TEMPO.CO, Atambua - Tentara Satuan Tugas Pengamanan Pulau Terdepan di wilayah Nusa Tenggara Timur mengalami krisis air bersih sejak tujuh tahun lalu. Hal ini terutama terjadi di Pulau Batek, pulau terdepan Indonesia, yang langsung berbatasan dengan wilayah Timor Leste dan Australia.
Pulau Batek yang luasnya kurang dari 3 hektare ini tak memiliki sumber air. Para tentara harus membeli air bersih dari masyarakat di Pulau Oseli dengan menempuh waktu perjalanan laut sekitar satu jam menggunakan perahu karet.
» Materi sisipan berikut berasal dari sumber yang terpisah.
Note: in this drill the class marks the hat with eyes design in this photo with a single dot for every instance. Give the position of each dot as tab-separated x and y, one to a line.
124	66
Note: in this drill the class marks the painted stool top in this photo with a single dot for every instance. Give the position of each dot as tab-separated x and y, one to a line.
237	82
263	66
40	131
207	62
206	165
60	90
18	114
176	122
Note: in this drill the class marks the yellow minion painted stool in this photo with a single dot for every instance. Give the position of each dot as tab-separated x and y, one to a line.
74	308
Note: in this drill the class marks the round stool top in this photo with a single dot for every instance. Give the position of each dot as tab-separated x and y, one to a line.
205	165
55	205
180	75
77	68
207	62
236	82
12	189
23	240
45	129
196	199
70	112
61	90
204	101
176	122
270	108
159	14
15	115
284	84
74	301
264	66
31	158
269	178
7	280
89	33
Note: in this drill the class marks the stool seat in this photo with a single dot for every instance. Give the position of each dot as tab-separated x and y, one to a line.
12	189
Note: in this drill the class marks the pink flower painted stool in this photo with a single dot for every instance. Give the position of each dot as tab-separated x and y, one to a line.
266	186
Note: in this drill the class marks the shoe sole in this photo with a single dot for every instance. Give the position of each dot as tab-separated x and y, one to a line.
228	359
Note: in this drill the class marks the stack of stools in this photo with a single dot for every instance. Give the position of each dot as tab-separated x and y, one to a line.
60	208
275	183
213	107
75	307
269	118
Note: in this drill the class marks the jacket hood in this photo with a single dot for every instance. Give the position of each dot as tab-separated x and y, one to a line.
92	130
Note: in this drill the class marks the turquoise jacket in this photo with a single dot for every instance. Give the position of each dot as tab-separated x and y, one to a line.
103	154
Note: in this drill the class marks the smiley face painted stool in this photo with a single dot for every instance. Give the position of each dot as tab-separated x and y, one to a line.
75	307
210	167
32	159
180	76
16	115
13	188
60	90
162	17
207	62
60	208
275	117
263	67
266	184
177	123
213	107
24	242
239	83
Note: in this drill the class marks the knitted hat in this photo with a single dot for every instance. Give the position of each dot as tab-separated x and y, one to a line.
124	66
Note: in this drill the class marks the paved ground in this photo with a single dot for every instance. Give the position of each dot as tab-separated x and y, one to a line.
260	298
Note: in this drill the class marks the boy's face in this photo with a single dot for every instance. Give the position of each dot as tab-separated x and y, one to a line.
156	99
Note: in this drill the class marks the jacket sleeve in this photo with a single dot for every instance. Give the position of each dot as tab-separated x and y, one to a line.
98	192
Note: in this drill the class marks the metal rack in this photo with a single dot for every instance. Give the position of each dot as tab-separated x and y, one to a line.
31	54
"Kami sudah minta bantuan pengadaan alat pengubah air laut jadi air tawar, tapi belum ada sampai sekarang," kata Komandan Satgas Pengamanan Pulau Terdepan, Letnan Kolonel Teddy Arifyanto.
Teddy mengklaim pasukannya tetap berupaya bertahan hidup dan menjaga kedaulatan Indonesia meski minim bantuan dari pemerintah. Komandan Batalyon Infanteri 744 Sapta Yudha Bhakti ini mengklaim tak ingin peristiwa pencaplokan pulau terdepan Indonesia oleh negara lain kembali terulang.
Ia memaparkan, Yonif 744 bertugas untuk menjaga dua pulau terdepan, yaitu Pulau Batek dengan 26 anggota dan Pulau Danarote dengan 34 anggota. Pasukan ini masih mendapat bantuan dengan kerja sama beberapa anggota marinir.